Pemberian ASI Cegah Sleep Apnea
|Gangguan tidur atau sleep apnea sering diabaikan, padahal dampak jangka panjangnya bisa sangat berbahaya. Penyumbatan pasokan oksigen selama beberapa detik dan berulang saat tidur ini dapat mempengaruhi kerja otak dan organ-organ tubuh penting.
Dalam jangka panjang, sleep apnea mampu meningkatkan risiko berbagai penyakit serius. Di antaranya tekanan darah tinggi, aritmia atau detak jantung tidak normal, stroke, dan diabetes. Banyak yang tidak menyadarinya sehingga peran orang-orang terdekat sangat penting untuk membantu mengatasi.
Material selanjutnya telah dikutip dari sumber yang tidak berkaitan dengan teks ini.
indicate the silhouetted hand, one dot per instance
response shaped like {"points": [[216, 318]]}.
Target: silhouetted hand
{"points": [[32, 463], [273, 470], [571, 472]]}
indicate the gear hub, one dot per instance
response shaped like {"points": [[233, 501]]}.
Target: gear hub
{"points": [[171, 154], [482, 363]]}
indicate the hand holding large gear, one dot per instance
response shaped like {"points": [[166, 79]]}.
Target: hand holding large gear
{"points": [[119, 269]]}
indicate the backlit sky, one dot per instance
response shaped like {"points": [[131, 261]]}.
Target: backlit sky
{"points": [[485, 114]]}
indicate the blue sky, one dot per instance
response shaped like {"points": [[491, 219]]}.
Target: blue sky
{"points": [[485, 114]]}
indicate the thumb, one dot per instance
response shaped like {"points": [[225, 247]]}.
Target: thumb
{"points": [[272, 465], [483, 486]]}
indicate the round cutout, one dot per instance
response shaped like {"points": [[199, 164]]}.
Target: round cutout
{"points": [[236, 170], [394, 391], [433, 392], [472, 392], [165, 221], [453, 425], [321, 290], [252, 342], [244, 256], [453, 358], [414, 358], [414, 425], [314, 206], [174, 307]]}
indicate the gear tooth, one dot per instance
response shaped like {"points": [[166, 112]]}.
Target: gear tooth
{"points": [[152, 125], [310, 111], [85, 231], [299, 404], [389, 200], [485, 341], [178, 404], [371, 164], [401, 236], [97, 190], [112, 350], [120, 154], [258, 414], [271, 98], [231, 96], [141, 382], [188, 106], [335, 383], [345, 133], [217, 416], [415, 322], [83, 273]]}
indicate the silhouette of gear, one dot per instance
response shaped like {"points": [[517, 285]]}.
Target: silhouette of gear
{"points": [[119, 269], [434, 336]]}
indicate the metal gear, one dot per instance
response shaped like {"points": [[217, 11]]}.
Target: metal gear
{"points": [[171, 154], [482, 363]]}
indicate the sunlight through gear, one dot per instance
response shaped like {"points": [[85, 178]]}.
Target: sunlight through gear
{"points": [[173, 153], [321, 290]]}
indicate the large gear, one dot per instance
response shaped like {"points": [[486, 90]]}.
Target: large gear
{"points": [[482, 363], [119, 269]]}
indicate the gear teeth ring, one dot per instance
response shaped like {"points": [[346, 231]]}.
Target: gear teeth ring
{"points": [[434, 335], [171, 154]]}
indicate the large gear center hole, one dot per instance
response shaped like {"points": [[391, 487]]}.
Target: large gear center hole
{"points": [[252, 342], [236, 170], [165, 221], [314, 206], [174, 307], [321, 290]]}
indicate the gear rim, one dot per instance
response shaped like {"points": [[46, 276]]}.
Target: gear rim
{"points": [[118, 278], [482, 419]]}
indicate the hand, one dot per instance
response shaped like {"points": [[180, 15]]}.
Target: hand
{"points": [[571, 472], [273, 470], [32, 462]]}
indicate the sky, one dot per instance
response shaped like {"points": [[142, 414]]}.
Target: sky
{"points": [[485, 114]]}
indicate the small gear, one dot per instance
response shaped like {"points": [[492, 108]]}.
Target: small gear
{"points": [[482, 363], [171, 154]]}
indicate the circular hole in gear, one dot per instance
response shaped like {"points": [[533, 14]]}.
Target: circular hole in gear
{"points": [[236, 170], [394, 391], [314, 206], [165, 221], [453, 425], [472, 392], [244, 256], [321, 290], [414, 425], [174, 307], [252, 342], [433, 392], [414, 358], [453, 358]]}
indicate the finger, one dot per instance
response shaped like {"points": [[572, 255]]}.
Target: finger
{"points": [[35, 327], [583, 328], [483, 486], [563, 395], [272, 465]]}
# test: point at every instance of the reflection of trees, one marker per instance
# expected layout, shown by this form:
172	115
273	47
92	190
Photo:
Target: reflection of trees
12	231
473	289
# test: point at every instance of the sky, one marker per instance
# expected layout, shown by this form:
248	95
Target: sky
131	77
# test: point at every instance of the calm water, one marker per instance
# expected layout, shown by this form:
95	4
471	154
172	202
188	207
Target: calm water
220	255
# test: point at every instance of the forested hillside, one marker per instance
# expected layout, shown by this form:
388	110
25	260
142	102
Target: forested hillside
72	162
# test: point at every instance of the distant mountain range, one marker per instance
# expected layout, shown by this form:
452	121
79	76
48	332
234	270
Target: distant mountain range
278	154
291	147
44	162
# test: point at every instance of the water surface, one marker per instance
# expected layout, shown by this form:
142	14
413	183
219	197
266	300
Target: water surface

Gangguan tidur ini umumnya terjadi karena relaksasi dan penyempitan berlebihan pada jaringan lunak dan otot-otot tenggorokan bagian atas. Akibatnya pangkal lidah akan jatuh dan menyumbat saluran pernapasan. Itu sebabnya gejala sleep apnea yang paling jelas adalah tidur mendengkur.
“Penderita sleep apnea biasanya terbangun setengah sadar ketika sedang tidur karena aliran oksigen yang tidak memadai memicu otak membangunkan kita,” ujar drg. Cut Yulian F Barley, Staf Kedokteran Gigi Militer di Rumah Sakit Gigi dan Mulut Ladokgi TNI AL R.E. Martadinata. Begitu terbangun, saluran nafas akan kembali terbuka.
Menurut drg. Cut Yulian, banyak faktor yang bisa menyebabkan seseorang menderita gangguan ini. Mulai dari kelebihan berat badan, usia di atas 40 tahun, ukuran leher yang cenderung besar, mengidap alergi, memiliki bentuk rahang kecil, gangguan sinus hingga faktor genetis. Secara keseluruhan, pria memiliki risiko lebih besar dibanding wanita.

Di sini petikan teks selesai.